しかし、高エネルギーの超音波は癌細胞だけでなく、健康な細胞も殺してしまいます。
そこで研究者たちは癌細胞だけが持つ構造特性に的を絞って固有振動数を特定することで、癌細胞だけを破壊する方法を開発しました。
しかし、そもそも固有振動数や共鳴とは、いったいどんな現象なのでしょうか?
そして音波の「何」が、癌細胞の「何処」を攻撃して、最終的に癌細胞は死に至ったのでしょうか?

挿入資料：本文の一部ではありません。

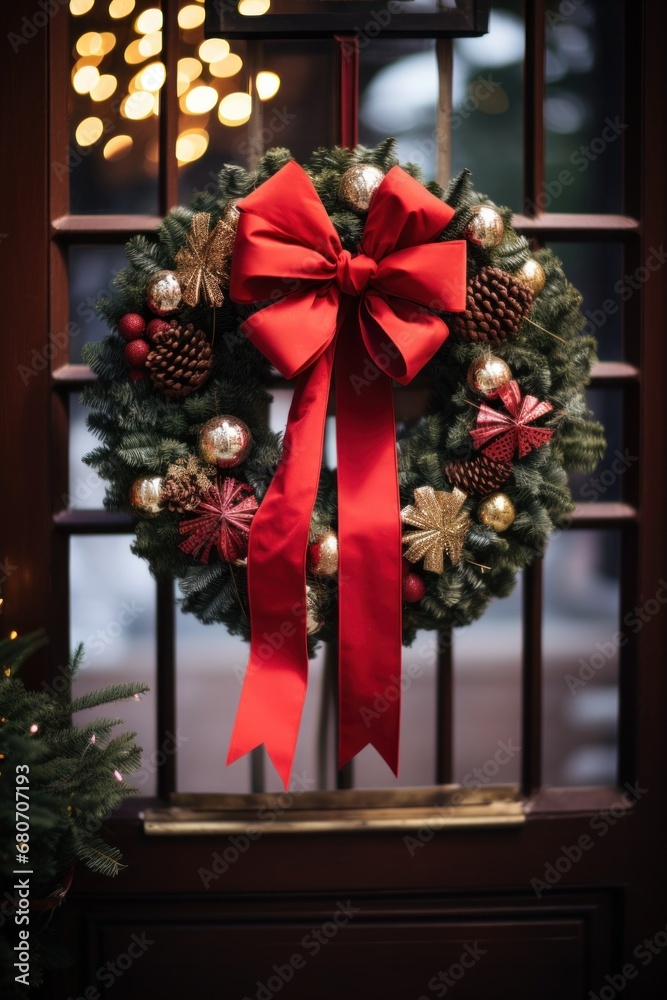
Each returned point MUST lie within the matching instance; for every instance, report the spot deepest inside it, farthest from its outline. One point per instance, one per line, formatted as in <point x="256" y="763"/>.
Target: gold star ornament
<point x="441" y="527"/>
<point x="202" y="263"/>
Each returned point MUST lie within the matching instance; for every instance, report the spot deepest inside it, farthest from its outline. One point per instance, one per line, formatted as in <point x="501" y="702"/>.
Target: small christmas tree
<point x="58" y="781"/>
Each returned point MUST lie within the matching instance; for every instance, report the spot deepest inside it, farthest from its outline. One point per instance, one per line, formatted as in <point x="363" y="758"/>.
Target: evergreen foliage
<point x="142" y="432"/>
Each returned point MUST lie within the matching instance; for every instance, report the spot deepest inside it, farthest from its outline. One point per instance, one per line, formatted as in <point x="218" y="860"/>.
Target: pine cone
<point x="184" y="484"/>
<point x="495" y="305"/>
<point x="180" y="360"/>
<point x="480" y="475"/>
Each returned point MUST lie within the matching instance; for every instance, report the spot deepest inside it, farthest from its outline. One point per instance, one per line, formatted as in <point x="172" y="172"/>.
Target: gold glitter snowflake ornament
<point x="202" y="262"/>
<point x="442" y="527"/>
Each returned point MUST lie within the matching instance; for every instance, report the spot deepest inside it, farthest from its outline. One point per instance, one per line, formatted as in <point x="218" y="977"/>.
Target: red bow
<point x="516" y="435"/>
<point x="370" y="318"/>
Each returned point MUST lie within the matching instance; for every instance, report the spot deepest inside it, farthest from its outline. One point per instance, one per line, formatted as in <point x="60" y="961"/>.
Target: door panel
<point x="419" y="906"/>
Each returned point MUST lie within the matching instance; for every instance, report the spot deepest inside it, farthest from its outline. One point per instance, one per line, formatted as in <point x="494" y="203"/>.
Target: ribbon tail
<point x="274" y="688"/>
<point x="369" y="573"/>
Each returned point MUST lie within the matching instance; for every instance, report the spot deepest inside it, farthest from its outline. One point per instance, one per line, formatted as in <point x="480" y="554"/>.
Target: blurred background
<point x="117" y="74"/>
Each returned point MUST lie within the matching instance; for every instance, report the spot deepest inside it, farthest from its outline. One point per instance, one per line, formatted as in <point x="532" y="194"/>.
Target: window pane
<point x="113" y="613"/>
<point x="597" y="270"/>
<point x="487" y="119"/>
<point x="116" y="77"/>
<point x="605" y="482"/>
<point x="418" y="723"/>
<point x="91" y="273"/>
<point x="487" y="696"/>
<point x="583" y="112"/>
<point x="581" y="608"/>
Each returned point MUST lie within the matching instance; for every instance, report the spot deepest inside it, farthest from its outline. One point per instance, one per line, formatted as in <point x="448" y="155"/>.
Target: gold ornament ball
<point x="487" y="375"/>
<point x="486" y="228"/>
<point x="146" y="495"/>
<point x="532" y="276"/>
<point x="231" y="214"/>
<point x="359" y="184"/>
<point x="497" y="511"/>
<point x="224" y="441"/>
<point x="163" y="294"/>
<point x="324" y="554"/>
<point x="313" y="619"/>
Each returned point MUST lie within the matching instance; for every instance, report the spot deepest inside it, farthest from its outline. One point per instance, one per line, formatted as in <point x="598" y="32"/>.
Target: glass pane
<point x="116" y="76"/>
<point x="398" y="95"/>
<point x="113" y="613"/>
<point x="487" y="122"/>
<point x="605" y="482"/>
<point x="583" y="110"/>
<point x="295" y="84"/>
<point x="91" y="273"/>
<point x="211" y="667"/>
<point x="487" y="696"/>
<point x="418" y="724"/>
<point x="86" y="487"/>
<point x="581" y="646"/>
<point x="597" y="270"/>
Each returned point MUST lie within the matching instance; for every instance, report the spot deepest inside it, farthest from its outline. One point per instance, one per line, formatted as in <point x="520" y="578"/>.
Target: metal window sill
<point x="352" y="811"/>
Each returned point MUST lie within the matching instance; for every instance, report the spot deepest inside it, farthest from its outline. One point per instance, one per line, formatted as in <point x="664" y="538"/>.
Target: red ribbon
<point x="516" y="435"/>
<point x="369" y="318"/>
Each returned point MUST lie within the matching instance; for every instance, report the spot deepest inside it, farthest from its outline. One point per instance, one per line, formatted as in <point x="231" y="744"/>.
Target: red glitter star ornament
<point x="512" y="426"/>
<point x="225" y="513"/>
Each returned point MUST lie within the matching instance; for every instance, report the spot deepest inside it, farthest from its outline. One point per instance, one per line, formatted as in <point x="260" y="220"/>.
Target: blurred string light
<point x="196" y="78"/>
<point x="152" y="77"/>
<point x="133" y="54"/>
<point x="268" y="85"/>
<point x="229" y="66"/>
<point x="191" y="17"/>
<point x="253" y="8"/>
<point x="150" y="45"/>
<point x="191" y="145"/>
<point x="191" y="68"/>
<point x="234" y="109"/>
<point x="120" y="8"/>
<point x="213" y="50"/>
<point x="85" y="78"/>
<point x="89" y="131"/>
<point x="90" y="44"/>
<point x="200" y="99"/>
<point x="117" y="147"/>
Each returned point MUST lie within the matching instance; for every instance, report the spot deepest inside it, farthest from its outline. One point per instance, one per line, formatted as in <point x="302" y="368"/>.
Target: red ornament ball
<point x="136" y="352"/>
<point x="131" y="326"/>
<point x="155" y="326"/>
<point x="414" y="588"/>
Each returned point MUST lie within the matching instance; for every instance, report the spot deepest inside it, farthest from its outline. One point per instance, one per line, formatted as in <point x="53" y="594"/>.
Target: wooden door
<point x="467" y="885"/>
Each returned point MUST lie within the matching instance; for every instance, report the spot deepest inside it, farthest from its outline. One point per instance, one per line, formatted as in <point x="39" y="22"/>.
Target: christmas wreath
<point x="349" y="270"/>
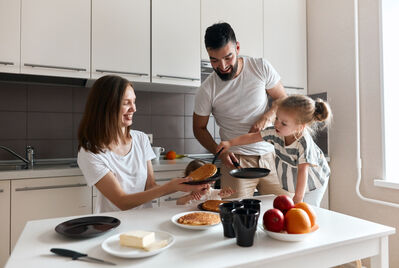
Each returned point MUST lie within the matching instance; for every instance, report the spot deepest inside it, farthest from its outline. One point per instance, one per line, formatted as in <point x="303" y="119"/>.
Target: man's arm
<point x="275" y="93"/>
<point x="202" y="134"/>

http://dx.doi.org/10.1063/1.5100292
共鳴の正体
全ての物体は自分だけのリズムで振動をしています。
楽器の弦や管楽器の金属だけでなく、原子核もDNAもタンパク質も、実は目に見えないスケールで細かく震えているのです。
自分と異なるリズムは命中した後は薄れていってしまいますが、同じリズムの振動を外部から供給されると、物体の震えは増幅され、さらに過剰に供給されると、物体は振動に耐えられなくなり破壊されてしまいます。
物体固有のリズムを固有振動数、外部要因で固有振動数が増幅され、物体が軋み震え始める現象を共鳴といいます。
研究者たちは、癌細胞の中にある何かを共鳴させ続けることができれば、破壊できるのではないかと考えました。
もしかしたら細胞のなかに弦のように振動してくれる構造物があるのでしょうか。